Denkmal/Gedenkstätte

Königsstuhl Rhens

Waldescher Str., 56321 Rhens

Highlights

  • Der Königsstuhl in Rhens ist ein 1842 rekonstruierter Bau aus schwarzen Lavaquadern und Basaltpfeilern, ursprünglich 1346 für Königswahlen genutzt.
  • 1795 zerstört und 1806 abgetragen, wurde das Denkmal 1841–43 nach Plänen von Johann Claudius von Lassaulx neu errichtet und 1929 an seinen heutigen Standort versetzt.
  • Seit 2002 Teil des UNESCO-Welterbes *Oberes Mittelrheintal*, bietet der Königsstuhl mit seiner Rheinsicht historische Bedeutung als Wahlort deutscher Könige.

Tipps

  • Der barrierefreie Zugang ermöglicht Besuchern mit eingeschränkter Mobilität eine ungehinderte Annäherung an das Bauwerk.
  • Die acht Pfeiler und der Mittelpfeiler aus Basalt prägen das Erscheinungsbild des 1842 errichteten Neubaus und unterscheiden sich deutlich vom Vorgängerbau.
  • Der heutige Standort auf der Rheinhöhe Schawall bietet eine weite Aussicht über das Rheintal und die historische Altstadt von Rhens.

Eigenschaften

Bildung Kulturell Ganzjährig

Kulturdenkmal Königsstuhl Rhens

Der Königsstuhl Rhens ist eines der bedeutendsten historischen Denkmäler am Mittelrhein und ein zentraler Ort der deutschen Wahltradition.
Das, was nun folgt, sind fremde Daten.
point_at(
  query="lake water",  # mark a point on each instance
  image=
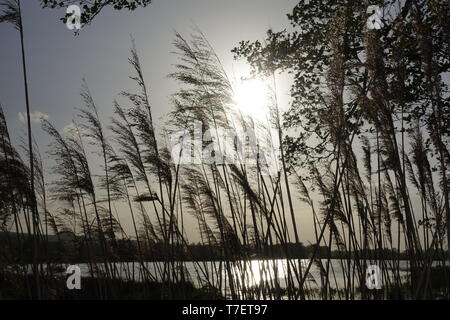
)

Ursprünglich als Wahlstätte für römische Kaiser und deutsche Könige im 14. Jahrhundert errichtet, diente er über Jahrhunderte als Symbol der Reichsgewalt. Der erste Bau wurde von den Bürgern Rhens finanziert und erhielt im Gegenzug ein Zollprivileg von den Herrschern. Besonders prägend war seine Rolle bei der Wahl Karls IV. 1346 sowie Wenzels 1376, dessen Sohn später als König Wenzel I. regierte. Der Königsstuhl markierte damit einen Höhepunkt der politischen Bedeutung Rhens als Wahlort im Heiligen Römischen Reich.

Das heutige Bauwerk ist eine Rekonstruktion aus dem Jahr 1842, da der ursprüngliche Königsstuhl 1795 während der napoleonischen Kriege zerstört und seine Steine verkauft wurden. Der Neubau entstand nach Plänen von Johann Claudius von Lassaulx und orientierte sich an historischen Vorlagen, darunter einer Zeichnung von Laurenz Janscha aus dem Jahr 1798. Die markante Konstruktion aus schwarzen Lavaquadern und Basaltpfeilern spiegelt den ursprünglichen Charakter wider, auch wenn sich Details wie die Treppenführung oder der Giebel im Vergleich zum Vorgängerbau unterscheiden. Besonders auffällig ist die gerade, nach Nordosten führende Treppe, die heute den Zugang zur Plattform bildet.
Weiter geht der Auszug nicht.